Taking control of your personal finances
With regional economic dynamics in constant flux, it’s important to access your personal finances beyond balancing your checkbook. Proper financial planning not only allows you to manage your spending and savings, but to set short-, medium- and long-term goals and map out a road to achieve them. Luckily, these days your bank likely has personal finance managers (PFMs) on staff to help you do that, but whether you opt for the help of a professional or want to go it alone, the following steps will ensure you have a solid plan in place to guarantee your financial future.
Step 1: Asses your current financial status
Take stock of your current income, living expenses, savings and debts then compile a thorough list of your current assets. This should include amounts receivable from external sources and consider the amounts payable on different accounts. Doing this should give you and your PFM a clearer understanding of where your finances stand today and in turn allow you to set realistic targets for the future.
Step 2: Set your goals
When setting a goal, you need to separate your needs from your wants. Often, we fall into the trap of aspiring to reach goals based off what social pressures make us think we want rather than what’s best. When setting financial targets, decide on both short-term goals and long-term ones. A short-term goal may involve buying new furniture while a long-term goal could be accumulating enough savings to send your kids to college or, longer-term still, retire comfortably.
Step 3: Devise a plan
At this point you should have a clearer understanding of your final destination and now you need to devise a strategy to get you there. Based on the initial assessment of your current finances, decide if what you’ve been doing up this point will be sufficient to reach your goals or if you need to explore other options.
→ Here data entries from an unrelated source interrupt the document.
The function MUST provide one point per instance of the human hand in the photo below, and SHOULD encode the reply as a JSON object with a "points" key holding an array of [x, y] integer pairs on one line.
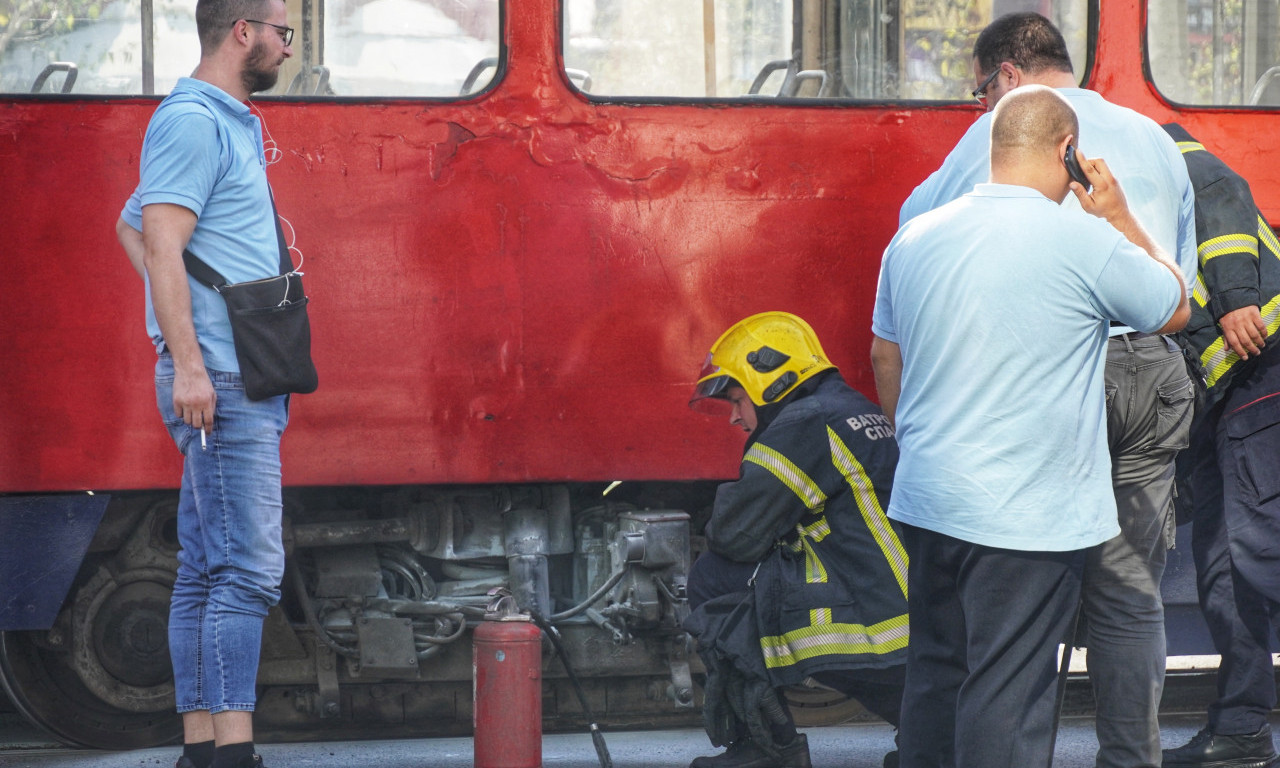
{"points": [[193, 398], [1244, 332]]}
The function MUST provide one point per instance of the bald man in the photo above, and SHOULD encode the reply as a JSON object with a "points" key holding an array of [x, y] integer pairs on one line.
{"points": [[990, 343]]}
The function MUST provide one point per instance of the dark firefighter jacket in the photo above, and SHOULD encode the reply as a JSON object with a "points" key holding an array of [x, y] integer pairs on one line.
{"points": [[814, 483], [1239, 263]]}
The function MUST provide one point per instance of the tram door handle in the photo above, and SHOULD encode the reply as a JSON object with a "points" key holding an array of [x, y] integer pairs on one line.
{"points": [[769, 68], [69, 68], [300, 81]]}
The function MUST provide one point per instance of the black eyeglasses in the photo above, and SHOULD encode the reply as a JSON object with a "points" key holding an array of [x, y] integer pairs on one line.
{"points": [[286, 32], [981, 91]]}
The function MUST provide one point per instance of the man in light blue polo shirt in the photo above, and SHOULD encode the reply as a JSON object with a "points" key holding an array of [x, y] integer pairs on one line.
{"points": [[991, 319], [1150, 394], [204, 187]]}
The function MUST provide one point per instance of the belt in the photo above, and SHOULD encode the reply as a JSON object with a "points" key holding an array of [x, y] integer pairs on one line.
{"points": [[1133, 336]]}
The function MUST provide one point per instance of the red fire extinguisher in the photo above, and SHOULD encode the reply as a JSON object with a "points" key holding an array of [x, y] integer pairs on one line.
{"points": [[507, 689]]}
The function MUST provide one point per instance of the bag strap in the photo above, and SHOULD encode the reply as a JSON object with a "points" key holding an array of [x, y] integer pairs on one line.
{"points": [[211, 278]]}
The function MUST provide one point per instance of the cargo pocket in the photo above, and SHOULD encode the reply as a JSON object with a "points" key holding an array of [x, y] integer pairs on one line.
{"points": [[1255, 433], [1174, 407]]}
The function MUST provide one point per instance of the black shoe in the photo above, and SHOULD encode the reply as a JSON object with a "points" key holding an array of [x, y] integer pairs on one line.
{"points": [[1211, 750], [746, 754]]}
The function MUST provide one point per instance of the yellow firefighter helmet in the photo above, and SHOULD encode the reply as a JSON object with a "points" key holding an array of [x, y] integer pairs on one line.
{"points": [[768, 355]]}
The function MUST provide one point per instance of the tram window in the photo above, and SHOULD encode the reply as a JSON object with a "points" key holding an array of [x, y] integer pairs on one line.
{"points": [[1219, 53], [764, 49], [341, 48]]}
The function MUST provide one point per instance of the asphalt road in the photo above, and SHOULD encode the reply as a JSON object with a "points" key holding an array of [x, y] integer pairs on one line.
{"points": [[844, 746]]}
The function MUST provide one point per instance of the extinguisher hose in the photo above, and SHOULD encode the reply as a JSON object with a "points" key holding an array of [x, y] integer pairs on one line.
{"points": [[602, 749]]}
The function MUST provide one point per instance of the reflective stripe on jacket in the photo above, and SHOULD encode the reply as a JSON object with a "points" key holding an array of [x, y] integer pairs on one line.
{"points": [[1239, 261]]}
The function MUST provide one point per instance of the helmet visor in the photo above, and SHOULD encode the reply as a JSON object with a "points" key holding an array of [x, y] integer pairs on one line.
{"points": [[711, 388]]}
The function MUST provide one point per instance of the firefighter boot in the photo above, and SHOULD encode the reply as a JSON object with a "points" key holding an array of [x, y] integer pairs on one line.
{"points": [[745, 753], [1212, 750]]}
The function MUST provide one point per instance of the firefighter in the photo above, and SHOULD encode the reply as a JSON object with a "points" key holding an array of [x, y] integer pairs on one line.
{"points": [[804, 576], [1229, 471]]}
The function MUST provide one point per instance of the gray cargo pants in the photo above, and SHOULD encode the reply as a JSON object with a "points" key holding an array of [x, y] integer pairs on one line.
{"points": [[1150, 402]]}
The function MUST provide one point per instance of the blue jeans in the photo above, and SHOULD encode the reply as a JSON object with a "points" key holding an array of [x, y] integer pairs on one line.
{"points": [[231, 558]]}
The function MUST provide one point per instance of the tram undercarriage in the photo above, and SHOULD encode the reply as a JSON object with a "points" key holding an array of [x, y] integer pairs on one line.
{"points": [[371, 634]]}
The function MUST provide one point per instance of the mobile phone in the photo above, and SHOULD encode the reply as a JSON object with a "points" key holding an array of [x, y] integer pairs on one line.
{"points": [[1073, 168]]}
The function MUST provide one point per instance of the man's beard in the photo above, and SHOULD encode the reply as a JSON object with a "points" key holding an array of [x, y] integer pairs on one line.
{"points": [[257, 73]]}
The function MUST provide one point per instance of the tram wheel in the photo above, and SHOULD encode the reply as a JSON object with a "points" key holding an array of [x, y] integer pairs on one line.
{"points": [[44, 688]]}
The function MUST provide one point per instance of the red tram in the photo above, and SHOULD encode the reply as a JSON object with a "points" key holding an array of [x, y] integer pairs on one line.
{"points": [[513, 284]]}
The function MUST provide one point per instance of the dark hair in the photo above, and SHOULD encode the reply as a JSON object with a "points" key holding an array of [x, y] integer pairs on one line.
{"points": [[214, 19], [1027, 40]]}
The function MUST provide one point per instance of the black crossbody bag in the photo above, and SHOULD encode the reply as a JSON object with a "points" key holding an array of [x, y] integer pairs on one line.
{"points": [[269, 325]]}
This is where getting assistance from a professional financial manager could be very useful; they may suggest different ways to manage your investments or alternative channels you could explore. Break down the next steps into actionable immediate, medium and long-term plans that are clear yet allow for some wiggle room. Now the only thing left to do is implement them.
Step 5: Implement a strategy
At this point, the crucial part becomes sticking to your strategy. We’re often confronted with unexpected circumstances that may tempt us to deviate financial plans, but when this happens, take a step back to consider if perhaps there’s a way around it. This is where having a flexible plan that can be adapted to accommodate for unforeseen events can come in handy.
Step 6: Regularly review your plan
Remember to review your plan with your PFM at least once a year to make sure you’re on track to achieving your goals. If not, be sure to make the necessary changes to get back to where you want to be as quickly as possible.
Managing your personal finances is important regardless of income. Taking charge of your finances will allow you to live comfortably 5, 10 or 20 years from now with the help of a carefully crafted strategy and effective follow through. And remember, failing to prepare is preparing to fail.